The limit (as n approaches infinity) of (1+2+3+...+n)/(n^2) is actually 1/2 ... not 0!

I was confused when I first saw this because just looking at it, it seemed that you just had to increase the value of n to infinity (in which case the limit would be 0), but what I initially failed to keep in mind is that not only is n increasing in value as it approaches infinity but the number of terms increases in the numerator as well. That's why the denominator never goes high enough to demolish the fraction to 0/infinity.

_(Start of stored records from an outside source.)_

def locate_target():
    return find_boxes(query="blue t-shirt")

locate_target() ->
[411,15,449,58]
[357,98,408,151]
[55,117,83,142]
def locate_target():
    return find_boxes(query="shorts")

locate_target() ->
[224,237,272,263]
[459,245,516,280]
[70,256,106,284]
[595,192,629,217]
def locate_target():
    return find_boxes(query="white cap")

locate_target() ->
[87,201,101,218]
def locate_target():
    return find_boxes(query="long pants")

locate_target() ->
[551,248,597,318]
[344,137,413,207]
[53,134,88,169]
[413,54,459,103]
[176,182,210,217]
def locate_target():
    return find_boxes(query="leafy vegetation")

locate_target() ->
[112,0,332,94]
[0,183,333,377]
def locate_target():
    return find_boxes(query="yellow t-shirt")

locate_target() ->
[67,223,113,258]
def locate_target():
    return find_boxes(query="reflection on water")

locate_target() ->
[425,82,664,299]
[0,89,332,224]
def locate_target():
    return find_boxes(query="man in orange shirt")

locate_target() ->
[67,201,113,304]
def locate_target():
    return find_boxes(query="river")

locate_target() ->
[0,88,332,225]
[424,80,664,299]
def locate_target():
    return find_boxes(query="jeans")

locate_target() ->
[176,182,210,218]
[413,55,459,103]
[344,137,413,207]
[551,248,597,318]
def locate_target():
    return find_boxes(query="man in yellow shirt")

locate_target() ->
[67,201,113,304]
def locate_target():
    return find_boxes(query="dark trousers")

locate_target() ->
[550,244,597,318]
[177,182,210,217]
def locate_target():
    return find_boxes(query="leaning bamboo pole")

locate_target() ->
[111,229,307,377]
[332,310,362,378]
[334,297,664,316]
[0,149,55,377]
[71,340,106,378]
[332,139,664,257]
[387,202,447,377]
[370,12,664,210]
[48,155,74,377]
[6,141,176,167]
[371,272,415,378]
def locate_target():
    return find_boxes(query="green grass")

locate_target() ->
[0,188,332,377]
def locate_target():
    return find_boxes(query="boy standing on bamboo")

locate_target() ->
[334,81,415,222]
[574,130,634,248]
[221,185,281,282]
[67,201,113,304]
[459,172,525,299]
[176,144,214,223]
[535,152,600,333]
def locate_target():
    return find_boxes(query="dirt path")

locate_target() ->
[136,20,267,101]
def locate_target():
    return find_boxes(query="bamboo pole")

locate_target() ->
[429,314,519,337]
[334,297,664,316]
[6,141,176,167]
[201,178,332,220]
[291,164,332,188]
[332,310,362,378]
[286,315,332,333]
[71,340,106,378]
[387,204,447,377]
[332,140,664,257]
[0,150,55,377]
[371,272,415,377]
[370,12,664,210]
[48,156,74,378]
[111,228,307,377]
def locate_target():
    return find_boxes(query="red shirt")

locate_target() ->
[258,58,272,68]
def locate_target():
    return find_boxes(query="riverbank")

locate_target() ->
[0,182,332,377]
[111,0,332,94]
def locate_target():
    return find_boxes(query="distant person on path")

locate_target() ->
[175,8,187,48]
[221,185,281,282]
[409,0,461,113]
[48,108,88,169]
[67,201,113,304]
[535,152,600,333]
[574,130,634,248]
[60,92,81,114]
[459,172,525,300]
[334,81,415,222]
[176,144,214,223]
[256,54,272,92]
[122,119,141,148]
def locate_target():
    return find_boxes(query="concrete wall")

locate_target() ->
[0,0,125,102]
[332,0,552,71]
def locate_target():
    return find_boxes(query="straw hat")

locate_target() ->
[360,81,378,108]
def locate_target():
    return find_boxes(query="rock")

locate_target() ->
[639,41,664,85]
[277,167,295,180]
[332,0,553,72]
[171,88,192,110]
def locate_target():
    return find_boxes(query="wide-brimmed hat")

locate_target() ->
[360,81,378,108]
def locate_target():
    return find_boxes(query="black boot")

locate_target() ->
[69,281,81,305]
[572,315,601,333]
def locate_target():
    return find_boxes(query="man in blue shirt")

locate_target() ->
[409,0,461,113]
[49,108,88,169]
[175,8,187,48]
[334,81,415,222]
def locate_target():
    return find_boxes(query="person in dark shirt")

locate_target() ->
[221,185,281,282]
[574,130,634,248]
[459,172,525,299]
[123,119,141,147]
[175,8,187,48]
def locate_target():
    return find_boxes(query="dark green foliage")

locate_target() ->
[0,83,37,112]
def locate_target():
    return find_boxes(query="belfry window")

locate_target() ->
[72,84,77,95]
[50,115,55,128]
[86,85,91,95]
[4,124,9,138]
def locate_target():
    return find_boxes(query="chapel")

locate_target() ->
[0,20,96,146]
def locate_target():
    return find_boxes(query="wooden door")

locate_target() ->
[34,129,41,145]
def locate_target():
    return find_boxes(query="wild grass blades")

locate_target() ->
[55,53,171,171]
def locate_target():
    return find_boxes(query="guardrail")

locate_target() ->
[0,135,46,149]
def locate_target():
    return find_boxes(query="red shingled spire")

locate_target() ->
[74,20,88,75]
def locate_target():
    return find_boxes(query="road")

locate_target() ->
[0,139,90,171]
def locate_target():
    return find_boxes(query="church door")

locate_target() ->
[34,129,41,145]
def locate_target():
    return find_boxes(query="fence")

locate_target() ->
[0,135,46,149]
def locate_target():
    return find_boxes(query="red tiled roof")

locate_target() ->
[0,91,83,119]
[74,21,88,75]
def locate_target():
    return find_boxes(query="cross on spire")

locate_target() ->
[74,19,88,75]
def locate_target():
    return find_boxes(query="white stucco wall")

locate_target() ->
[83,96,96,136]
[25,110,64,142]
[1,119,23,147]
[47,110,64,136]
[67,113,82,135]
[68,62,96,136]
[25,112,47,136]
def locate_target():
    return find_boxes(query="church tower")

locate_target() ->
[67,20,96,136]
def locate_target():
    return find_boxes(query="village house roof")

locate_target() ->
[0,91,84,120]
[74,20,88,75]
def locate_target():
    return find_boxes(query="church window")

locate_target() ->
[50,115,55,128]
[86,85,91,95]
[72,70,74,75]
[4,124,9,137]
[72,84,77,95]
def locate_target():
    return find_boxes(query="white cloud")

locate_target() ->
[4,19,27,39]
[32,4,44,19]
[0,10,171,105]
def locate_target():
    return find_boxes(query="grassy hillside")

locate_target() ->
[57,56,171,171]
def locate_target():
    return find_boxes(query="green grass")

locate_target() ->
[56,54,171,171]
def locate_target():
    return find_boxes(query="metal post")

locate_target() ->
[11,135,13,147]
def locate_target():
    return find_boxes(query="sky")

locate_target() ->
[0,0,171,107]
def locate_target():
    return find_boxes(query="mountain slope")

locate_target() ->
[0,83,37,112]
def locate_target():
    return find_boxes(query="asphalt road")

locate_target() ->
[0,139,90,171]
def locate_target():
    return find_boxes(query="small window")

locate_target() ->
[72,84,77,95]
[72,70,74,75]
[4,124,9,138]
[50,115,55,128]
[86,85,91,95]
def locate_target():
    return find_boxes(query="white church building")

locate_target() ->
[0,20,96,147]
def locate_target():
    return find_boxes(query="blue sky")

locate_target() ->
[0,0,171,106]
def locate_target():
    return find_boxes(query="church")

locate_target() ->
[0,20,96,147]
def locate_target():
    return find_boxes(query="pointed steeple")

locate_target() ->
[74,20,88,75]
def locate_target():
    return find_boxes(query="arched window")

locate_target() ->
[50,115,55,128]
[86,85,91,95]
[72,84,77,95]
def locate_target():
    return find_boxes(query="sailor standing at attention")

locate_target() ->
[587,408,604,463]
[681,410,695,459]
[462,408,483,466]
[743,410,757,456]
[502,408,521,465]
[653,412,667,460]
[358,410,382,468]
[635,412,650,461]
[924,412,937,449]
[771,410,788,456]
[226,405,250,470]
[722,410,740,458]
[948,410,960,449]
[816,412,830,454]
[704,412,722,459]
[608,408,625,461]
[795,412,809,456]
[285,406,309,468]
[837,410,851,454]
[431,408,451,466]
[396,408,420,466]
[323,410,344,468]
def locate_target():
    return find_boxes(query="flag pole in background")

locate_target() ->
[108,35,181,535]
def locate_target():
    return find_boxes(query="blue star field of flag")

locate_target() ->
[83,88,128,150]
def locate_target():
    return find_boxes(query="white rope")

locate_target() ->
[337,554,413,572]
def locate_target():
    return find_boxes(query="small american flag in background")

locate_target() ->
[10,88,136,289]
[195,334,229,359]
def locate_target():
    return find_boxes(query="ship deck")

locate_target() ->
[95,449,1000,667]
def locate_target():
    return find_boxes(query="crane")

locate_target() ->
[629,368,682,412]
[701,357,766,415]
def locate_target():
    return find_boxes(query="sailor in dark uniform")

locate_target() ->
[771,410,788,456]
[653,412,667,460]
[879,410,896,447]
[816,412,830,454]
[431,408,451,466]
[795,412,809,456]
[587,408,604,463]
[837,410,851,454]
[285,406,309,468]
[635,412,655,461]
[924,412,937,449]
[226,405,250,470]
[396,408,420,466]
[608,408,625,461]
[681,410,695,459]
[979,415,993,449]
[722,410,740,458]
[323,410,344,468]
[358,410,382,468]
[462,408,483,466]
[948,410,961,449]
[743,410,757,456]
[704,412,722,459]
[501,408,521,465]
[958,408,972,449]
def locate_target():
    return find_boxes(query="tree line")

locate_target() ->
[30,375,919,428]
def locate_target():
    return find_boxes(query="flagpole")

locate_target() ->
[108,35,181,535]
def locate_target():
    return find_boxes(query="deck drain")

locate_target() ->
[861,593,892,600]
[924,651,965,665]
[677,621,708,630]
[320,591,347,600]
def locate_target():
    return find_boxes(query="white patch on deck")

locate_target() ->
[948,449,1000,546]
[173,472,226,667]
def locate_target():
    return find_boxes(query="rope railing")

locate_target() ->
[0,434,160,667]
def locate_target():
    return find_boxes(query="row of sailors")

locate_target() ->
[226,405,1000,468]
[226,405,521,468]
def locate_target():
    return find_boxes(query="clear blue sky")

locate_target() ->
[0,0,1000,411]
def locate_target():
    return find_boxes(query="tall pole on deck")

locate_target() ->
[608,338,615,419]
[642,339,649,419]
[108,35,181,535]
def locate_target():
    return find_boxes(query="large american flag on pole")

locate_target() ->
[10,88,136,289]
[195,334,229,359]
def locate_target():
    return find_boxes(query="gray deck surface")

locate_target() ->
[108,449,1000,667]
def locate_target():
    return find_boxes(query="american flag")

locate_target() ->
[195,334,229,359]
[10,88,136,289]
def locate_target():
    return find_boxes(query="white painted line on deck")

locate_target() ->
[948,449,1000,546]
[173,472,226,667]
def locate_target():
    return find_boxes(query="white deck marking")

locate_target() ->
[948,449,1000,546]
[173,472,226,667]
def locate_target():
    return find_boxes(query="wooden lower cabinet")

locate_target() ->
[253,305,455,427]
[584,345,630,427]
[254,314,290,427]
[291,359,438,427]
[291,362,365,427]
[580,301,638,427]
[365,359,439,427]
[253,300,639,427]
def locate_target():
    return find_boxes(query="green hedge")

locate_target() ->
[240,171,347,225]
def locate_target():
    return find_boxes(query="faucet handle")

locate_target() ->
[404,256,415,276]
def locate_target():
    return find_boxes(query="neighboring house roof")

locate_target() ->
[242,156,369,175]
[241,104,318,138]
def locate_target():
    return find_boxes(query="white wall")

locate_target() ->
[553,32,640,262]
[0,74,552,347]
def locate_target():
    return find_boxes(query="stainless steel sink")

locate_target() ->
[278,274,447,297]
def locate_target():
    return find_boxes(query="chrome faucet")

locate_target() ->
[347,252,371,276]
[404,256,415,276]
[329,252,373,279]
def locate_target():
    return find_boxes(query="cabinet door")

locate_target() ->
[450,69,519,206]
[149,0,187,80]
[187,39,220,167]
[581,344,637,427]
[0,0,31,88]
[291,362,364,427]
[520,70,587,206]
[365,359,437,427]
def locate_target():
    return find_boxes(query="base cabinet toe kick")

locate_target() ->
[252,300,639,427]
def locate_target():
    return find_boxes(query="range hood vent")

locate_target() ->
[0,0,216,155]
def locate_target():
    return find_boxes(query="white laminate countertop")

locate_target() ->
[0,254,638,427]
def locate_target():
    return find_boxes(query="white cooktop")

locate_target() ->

As to how to arrive at the correct answer:

the numerator (1+2+3+...+n) = n(n+1)/2
I will demonstrate this is true another time ...

This means the whole expression up above (after the limit) is n(n+1)/(2n^2) = (n+1)/(2n) = n/(2n)+1/(2n) = 1/2 + 1/(2n)

Therefore, the limit (as n approaches infinity) of that result is 1/2.

OK, now try

(1^2 + 2^2 + 3^2 +...+n^2)/n^3

and

(1^3 + 2^3 + 3^3 +...+n^3 )/n^4.

Any guesses for a generalization?

After some scrawling and trying to remember old methods, I got

Sum(n^2) = (n/6)(2n^2 + 3n + 1)

Giving limit when divided by n^3 as 1/3.

If I have the energy I'll do n^4 later, but I guess it might be 1/4!